Libby Doggett, who heads up the Obama administration's early-childhood education office, spent the day touring Granite School District's innovative preschool program and spoke at an event sponsored in the afternoon by the Waterford Institute.

That Sandy-based nonprofit developed UPSTART, a software program that allows preschoolers to get ready for school via a computer at home. About 1,500 children are in the program this year, its fifth. Computers are loaned to low-income families.

Next year, however, some 5,000 families will be served because the Utah Legislature just approved $3 million more for UPSTART, bringing total funding to $4.7 million per year, said Claudia Miner, vice president of development for Waterford.

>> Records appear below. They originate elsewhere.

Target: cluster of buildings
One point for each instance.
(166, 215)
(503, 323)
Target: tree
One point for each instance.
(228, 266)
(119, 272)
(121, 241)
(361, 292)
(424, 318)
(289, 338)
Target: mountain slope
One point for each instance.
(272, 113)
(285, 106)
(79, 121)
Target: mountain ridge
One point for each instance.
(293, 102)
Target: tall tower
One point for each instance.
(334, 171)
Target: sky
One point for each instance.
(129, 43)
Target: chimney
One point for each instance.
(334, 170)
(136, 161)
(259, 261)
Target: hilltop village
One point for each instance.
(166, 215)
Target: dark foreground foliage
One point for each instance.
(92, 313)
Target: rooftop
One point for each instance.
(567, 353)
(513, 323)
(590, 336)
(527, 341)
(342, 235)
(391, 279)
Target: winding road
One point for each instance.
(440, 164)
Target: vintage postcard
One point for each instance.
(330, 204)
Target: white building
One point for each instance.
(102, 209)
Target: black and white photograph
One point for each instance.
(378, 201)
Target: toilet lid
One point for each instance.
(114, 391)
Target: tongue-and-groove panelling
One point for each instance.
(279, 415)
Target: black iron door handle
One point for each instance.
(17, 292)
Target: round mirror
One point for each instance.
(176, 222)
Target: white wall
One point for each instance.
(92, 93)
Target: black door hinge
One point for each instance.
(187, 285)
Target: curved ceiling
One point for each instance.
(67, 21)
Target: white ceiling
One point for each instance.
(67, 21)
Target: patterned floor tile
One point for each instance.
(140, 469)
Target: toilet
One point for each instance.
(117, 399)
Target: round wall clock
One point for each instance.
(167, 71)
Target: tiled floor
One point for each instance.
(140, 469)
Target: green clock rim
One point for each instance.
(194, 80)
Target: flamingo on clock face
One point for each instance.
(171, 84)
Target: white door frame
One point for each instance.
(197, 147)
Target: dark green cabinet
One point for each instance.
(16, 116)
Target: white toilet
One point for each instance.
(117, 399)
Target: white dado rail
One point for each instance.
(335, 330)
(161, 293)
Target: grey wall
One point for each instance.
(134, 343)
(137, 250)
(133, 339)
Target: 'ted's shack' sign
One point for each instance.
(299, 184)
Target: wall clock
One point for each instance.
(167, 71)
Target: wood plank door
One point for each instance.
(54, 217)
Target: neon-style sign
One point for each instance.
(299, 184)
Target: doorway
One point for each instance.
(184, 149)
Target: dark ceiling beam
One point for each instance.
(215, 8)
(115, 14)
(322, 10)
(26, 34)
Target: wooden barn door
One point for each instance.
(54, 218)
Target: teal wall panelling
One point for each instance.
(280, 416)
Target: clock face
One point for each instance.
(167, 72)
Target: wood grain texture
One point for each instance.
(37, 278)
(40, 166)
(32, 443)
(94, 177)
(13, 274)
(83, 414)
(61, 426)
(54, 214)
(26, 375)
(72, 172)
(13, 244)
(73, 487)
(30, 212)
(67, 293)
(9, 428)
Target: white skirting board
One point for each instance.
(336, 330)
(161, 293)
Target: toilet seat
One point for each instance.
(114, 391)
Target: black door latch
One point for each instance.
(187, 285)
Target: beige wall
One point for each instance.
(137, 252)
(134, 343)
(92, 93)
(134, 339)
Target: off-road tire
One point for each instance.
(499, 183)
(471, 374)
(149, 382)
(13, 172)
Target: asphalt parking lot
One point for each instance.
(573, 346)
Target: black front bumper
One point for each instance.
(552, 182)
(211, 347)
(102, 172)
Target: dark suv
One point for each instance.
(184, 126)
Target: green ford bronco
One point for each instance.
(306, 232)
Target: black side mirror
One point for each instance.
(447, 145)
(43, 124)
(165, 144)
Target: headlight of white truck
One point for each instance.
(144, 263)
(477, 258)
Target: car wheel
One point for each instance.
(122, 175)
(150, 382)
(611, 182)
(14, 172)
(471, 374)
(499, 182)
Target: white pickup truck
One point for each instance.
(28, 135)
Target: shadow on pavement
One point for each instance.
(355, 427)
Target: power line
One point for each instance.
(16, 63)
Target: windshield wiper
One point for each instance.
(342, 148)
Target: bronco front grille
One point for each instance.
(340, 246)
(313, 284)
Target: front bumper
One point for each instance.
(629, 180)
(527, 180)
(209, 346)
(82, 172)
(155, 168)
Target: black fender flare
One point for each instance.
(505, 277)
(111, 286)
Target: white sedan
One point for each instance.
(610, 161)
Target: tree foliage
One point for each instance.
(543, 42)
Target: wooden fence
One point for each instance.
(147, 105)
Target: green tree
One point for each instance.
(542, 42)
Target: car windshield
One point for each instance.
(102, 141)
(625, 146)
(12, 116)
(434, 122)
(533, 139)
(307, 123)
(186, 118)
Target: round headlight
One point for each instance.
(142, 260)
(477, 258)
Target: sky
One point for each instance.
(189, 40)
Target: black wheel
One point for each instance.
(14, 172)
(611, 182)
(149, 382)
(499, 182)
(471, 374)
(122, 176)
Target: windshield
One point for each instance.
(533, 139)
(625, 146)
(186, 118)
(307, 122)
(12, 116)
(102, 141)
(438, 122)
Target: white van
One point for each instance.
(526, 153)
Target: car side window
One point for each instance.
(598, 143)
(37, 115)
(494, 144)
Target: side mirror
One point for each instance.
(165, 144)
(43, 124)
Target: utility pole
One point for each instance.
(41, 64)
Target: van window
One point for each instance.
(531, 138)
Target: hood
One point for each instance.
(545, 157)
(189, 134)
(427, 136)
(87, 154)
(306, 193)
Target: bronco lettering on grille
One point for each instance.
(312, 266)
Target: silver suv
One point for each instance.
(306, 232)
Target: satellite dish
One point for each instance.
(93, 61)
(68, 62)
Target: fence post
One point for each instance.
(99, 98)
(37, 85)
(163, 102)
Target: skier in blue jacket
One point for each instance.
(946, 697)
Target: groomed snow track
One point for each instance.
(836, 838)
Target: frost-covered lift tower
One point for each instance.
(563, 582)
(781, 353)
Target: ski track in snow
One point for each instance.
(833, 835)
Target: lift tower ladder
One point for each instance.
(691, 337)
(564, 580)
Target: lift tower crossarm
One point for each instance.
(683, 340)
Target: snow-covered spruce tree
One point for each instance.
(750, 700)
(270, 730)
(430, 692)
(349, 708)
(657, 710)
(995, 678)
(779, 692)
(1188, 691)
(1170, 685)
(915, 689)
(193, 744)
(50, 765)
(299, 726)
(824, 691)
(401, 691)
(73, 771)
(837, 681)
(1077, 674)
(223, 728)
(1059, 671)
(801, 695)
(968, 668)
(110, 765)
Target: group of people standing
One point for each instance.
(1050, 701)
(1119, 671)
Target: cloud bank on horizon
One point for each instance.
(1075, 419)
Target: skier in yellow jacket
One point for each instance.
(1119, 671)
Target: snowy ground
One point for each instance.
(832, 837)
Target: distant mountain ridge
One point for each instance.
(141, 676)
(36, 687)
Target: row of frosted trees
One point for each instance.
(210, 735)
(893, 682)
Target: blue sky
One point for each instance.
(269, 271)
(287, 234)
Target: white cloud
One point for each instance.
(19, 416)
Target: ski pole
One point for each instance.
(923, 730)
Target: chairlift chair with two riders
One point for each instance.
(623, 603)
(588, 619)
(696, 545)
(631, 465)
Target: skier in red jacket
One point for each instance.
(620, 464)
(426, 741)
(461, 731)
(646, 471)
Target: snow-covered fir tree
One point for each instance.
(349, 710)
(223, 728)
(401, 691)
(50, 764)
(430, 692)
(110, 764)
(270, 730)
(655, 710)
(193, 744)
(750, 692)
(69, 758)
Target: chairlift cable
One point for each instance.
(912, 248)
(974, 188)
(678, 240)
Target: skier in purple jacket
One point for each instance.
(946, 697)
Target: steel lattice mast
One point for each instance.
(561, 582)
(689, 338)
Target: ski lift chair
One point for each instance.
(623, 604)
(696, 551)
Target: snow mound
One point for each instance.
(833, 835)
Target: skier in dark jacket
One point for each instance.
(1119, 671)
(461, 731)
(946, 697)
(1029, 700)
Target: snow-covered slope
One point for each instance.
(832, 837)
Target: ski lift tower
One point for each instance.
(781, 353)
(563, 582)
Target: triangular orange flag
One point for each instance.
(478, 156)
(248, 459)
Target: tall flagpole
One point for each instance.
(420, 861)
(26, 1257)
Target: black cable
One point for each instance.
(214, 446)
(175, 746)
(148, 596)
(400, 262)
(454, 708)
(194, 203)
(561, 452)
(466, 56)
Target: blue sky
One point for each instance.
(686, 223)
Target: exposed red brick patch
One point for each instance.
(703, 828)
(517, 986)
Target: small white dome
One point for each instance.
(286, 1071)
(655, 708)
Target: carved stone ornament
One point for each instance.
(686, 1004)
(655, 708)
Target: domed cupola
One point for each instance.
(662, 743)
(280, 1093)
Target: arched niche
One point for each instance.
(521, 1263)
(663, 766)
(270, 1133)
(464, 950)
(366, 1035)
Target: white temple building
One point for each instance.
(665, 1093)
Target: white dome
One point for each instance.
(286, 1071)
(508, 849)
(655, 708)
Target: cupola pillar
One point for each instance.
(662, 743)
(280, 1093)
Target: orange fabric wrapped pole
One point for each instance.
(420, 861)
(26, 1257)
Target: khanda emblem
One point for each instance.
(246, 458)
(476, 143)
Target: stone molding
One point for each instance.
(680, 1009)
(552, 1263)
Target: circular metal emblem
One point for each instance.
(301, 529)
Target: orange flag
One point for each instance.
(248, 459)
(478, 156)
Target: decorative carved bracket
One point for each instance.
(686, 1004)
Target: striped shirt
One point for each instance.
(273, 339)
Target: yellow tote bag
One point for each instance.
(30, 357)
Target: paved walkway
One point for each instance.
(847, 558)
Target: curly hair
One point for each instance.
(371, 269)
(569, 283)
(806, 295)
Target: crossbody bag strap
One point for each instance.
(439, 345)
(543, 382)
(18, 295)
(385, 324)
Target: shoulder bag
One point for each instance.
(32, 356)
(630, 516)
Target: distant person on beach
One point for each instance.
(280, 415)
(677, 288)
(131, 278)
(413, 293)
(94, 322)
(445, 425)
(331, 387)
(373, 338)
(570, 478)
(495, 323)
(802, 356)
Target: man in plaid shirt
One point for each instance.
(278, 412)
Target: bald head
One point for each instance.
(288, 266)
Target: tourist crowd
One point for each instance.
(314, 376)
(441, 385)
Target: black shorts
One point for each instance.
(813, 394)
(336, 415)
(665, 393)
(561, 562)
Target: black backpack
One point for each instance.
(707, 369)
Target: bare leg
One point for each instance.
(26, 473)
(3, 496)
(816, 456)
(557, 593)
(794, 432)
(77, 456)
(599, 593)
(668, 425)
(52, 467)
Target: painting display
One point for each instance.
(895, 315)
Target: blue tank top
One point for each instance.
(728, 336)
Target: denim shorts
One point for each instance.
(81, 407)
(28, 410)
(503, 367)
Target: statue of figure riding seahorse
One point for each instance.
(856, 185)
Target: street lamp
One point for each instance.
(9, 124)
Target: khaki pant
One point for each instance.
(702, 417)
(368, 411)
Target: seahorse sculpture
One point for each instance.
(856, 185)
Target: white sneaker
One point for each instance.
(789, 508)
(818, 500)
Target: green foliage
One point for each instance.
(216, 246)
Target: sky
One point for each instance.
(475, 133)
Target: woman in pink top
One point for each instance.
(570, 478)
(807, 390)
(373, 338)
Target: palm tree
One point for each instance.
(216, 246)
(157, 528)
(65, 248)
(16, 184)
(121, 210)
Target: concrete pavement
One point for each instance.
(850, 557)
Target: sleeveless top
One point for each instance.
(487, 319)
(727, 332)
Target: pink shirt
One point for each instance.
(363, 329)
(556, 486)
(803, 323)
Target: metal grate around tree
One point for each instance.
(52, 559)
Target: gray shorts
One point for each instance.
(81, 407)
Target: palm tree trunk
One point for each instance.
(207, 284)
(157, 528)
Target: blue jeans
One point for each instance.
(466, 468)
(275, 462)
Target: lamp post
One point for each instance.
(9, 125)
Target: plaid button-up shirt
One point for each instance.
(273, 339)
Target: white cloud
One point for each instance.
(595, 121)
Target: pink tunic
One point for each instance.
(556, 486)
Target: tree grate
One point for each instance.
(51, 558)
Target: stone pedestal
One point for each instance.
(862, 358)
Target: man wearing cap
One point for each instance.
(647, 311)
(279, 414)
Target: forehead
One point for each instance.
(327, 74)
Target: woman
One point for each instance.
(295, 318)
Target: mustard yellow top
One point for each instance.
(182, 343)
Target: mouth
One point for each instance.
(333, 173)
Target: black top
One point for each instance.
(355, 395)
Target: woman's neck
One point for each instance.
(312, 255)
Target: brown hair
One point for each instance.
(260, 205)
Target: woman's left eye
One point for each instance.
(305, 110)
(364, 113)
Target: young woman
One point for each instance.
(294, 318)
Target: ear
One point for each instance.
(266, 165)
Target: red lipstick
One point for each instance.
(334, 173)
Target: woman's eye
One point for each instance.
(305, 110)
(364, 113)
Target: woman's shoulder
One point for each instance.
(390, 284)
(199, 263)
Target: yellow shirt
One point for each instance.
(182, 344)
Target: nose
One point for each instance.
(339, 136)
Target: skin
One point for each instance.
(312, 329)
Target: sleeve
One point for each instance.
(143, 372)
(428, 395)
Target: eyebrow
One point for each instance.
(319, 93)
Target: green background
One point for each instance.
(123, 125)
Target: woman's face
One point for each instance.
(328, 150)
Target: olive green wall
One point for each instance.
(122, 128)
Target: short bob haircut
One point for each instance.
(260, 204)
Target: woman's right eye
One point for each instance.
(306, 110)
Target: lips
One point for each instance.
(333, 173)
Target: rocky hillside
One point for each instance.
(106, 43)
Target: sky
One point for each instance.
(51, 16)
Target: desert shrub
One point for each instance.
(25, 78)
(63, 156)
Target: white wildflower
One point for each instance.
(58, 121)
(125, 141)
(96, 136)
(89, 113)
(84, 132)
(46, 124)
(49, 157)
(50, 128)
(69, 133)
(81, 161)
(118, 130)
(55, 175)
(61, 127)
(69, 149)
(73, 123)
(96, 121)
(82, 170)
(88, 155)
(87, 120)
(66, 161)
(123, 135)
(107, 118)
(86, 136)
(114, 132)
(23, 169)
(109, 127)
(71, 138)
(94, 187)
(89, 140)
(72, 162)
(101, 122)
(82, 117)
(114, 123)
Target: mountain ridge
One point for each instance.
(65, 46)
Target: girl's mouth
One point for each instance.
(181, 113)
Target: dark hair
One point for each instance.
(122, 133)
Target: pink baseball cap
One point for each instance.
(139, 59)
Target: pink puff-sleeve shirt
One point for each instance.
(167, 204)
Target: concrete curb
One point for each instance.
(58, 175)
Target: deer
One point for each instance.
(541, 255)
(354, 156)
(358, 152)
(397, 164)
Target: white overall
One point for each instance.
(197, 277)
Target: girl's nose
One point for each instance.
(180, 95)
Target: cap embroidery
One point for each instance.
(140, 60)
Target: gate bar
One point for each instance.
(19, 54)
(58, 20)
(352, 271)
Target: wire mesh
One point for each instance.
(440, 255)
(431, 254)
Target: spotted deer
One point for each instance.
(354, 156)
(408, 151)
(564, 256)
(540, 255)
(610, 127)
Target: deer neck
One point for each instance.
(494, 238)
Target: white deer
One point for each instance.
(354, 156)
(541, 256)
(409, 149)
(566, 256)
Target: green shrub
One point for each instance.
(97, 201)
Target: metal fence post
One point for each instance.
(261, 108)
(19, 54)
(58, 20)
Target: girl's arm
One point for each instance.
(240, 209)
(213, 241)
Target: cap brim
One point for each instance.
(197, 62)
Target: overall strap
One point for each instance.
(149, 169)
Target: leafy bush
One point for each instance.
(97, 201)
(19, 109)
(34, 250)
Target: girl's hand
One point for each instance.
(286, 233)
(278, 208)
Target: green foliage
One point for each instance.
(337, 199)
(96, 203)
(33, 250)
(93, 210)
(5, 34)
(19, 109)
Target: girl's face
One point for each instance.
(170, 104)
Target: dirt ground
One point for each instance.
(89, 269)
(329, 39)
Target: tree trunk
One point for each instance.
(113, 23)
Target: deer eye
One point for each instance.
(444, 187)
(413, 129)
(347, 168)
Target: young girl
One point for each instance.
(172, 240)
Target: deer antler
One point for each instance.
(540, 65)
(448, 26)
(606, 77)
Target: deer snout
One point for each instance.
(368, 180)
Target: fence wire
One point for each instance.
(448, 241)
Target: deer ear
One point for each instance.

Waterford also has been awarded a $11.5 million federal research grant to provide UPSTART to 1,700 children in 18 rural Utah districts; those children will use the program during the summers after kindergarten, first and second grades as well as before kindergarten.

Doggett said UPSTART is the kind of program the country needs more of — and may get if Congress funds President Barack Obama's ConnectEd initiative, launched last year to improve access to high-speed Internet and gadgets in schools.

Already, private companies have pledged $750 million in technology donations, and the Federal Communications Commission has said it will put $2 billion (collected from industry surcharges) into high-speed access in schools and libraries.

"We need to make sure early learning is included," said Doggett, a former preschool teacher in Texas.

Tablets, computers, smart phones and Mp3 players — coupled with good software — can teach children to solve problems and can satisfy the appetite children naturally have for learning, she said.

They can learn, too, from their own creativity using devices.

"Devices not only bring the world to our students … . They can bring what children create to the world."

High-quality literacy applications, with word pronunciations and definitions handy, help children learn to read. "Kids like to re-read and engage with stories over and over again," she said.

Research also shows that technology can help with executive skills such as collaboration, patience and cooperation with peers.

Doggett used the example of her 6-year-old granddaughter, Clara, who at age 4 was faster than her MIT-educated father at putting U.S. states on an iPad program's map.

That led to Clara's interest in other technology and learning in general, Doggett said. For instance, last summer, she lugged a library book about license plates on vacation and spent her time identifying plates on the roadway.

"That's for a kid who was not yet in kindergarten. Now she's interested in maps, the globe and wants to hear about different countries."

Doggett said that one of the most important ways educators can use technology is to communicate with parents, she said.

Yet schools throughout the country need more models for how technology can be used — and to know which device and software are useful.

Salt Lake County Mayor Ben McAdams, who last summer persuaded the County Council to put money into Granite's preschool program, was among those attending Doggett's speech.